Creating a heartbeat monitor:

  • Go to Integrations → Create heartbeat.
  • Name your heartbeat — "Daily database backup".
  • Change the Expect a heartbeat every selection to "1 day".
  • Optionally configure the On-call escalation settings.
  • Click Save heartbeat.
  • Copy the secret URL on the Heartbeat detail page; you will need it later.

This heartbeat will expect us to make a GET or POST request to the URL provided to us every day after the first request.

Set up a CRON and a background job

  1. Add a CRON task that will execute backup_database.sh background job every day at midnight:

    Cron setup for DB backup
    0 0 * * * ruby /home/deploy/backup_database.sh >/dev/null 2>&1
    
  2. Include the curl call to the heartbeat URL at the end of your backup script:

    Example DB backup script with heartbeat call
    #!/usr/bin/env bash
    
    set -o errexit
    set -o xtrace
    
    date=`date "+%Y-%m-%d_%H:%M:%S"`
    file="/dumps/uptime.betterstack.$date.dump"
    
    time dokku postgres:export uptime > "$file"
    
    /usr/local/bin/aws s3 cp "$file" s3://uptime-dbbackups/
    
    rm "$file"
    
    # you get this URL in the Uptime dashboard
    curl "https://uptime.betterstack.com/api/v1/heartbeat/XYZ1234"
    

What happens here is that the Heartbeat URL we've created above expects a GET or POST request every day since having made the first request.

If the code above fails, our background job won't make the request to the Heartbeat URL. In that case, the Heartbeat will alert the current on-call person and create an Incident.

Reporting failures

In addition to raising an incident when an expected heartbeat is missed, you can also trigger a new incident by explicitly reporting a failure when you make a request to the heartbeat url.

To do this, simply add /fail to the end of your URL, like so:

Report failure using cUrl
curl "https://uptime.betterstack.com/api/v1/heartbeat/XYZ1234/fail"

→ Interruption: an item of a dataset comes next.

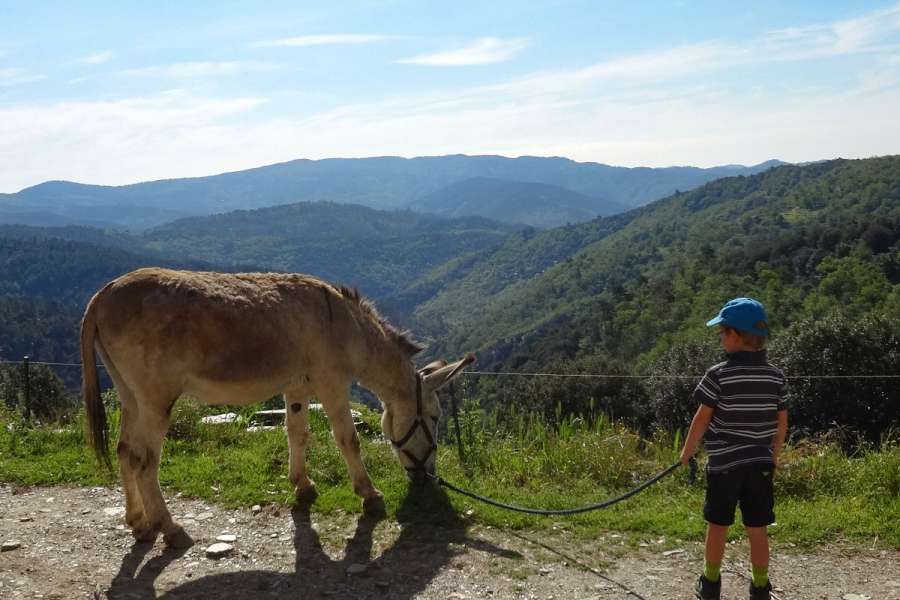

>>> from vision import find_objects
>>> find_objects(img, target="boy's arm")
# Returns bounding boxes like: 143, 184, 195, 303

This will immediately raise an incident, that will be automatically resolved when the next 'regular' heartbeat is received.

Exit codes

As well as specifying 'fail', you can also append a program/script exit code to the URL. Any non-zero exit code value will cause an incident to be raised.

To get the last exit code on unix systems, you can use $?. For example:

Send exit code of DB backup script
./run-backups.sh
curl "https://uptime.betterstack.com/api/v1/heartbeat/XYZ1234/$?"

This will execute a successful heartbeat if the exit code is 0 (the backup ran OK), but raise an incident if the backup fails, and the exit code is non-zero.

The above example will not raise a failure if you have set -o errexit in your script, since the script will exit before the curl command.

Capturing output

When reporting a failure, you can send a message in plain-text or json as the body of the request to attach that output to the raised incident. You can combine this with stdout/err capture and our previous exit code example to include the output of your command in the incident when the command fails:

Send exit code and output of DB backup script
backup_output=$(./run-backups.sh 2>&1)
curl -d $backup_output \
  "https://uptime.betterstack.com/api/v1/heartbeat/XYZ1234/$?"